The Buffalo and Susquehanna Iron Company was founded in 1889 by industrialists William A. Rogers (1851–1946), Frank H. Goodyear (1849–1907), and Charles Waterhouse Goodyear (1846–1911). The original facility was constructed in 1902 and 1903 by engineer Julian Kennedy. It was an industrial pig iron foundry and mill located at the end of the Buffalo and Susquehanna Railroad line on the Buffalo Harbor. The foundry processed iron ore into pig iron, a primary ingredient in the steelmaking process for the neighboring Bethlehem Steel Mill, as well as other steel and iron works throughout the Northeast.
The demand for the mill’s product quickly grew so great that it outpaced the Buffalo and Susquehanna Railroad Line’s ability to supply the necessary raw materials. As a result, Union Ship Canal, constructed in 1900, facilitated the transfer of materials to and from the numerous Great Lakes freighters operating between Buffalo and ports in the Midwestern United States. Due to the constant demand for product, two additional furnaces were added to the facility in 1910. The company was sold by Rogers, Goodyear, and Goodyear in 1915 to the Hanna Company of Cleveland, and the facility was renamed the Hanna Furnace Company.

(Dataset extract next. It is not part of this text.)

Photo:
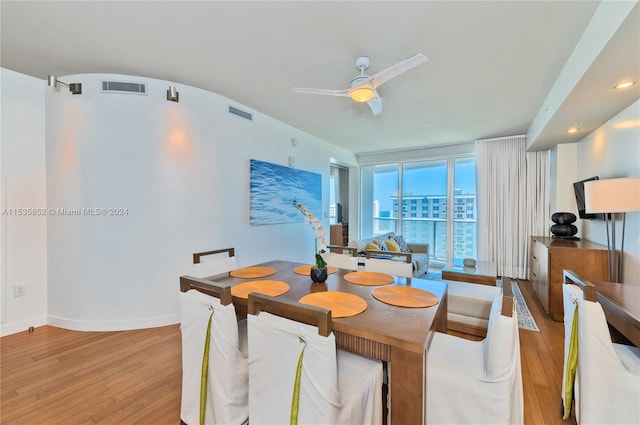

The stock market crash in 1929 brought a sudden end to the Hanna Furnace Company’s high-production years. The resulting Great Depression forced the company to merge with the National Steel Company in order to survive. The newly merged company operated on the site until it went bankrupt in 1982. The building was eventually abandoned by National Steel and sold by the City of Buffalo. The majority of the facility’s buildings were demolished in 1983 and 1984. In recent years, the Buffalo Urban Development Corporation has assumed ownership and the former grounds of the Hanna Furnace Company are occupied by commercial properties like the Buffalo Lakeside Commerce Park and the Ship Canal Commons, a waterfront park centered on the Union Ship Canal. The park contains numerous informational plaques detailing the history of the site.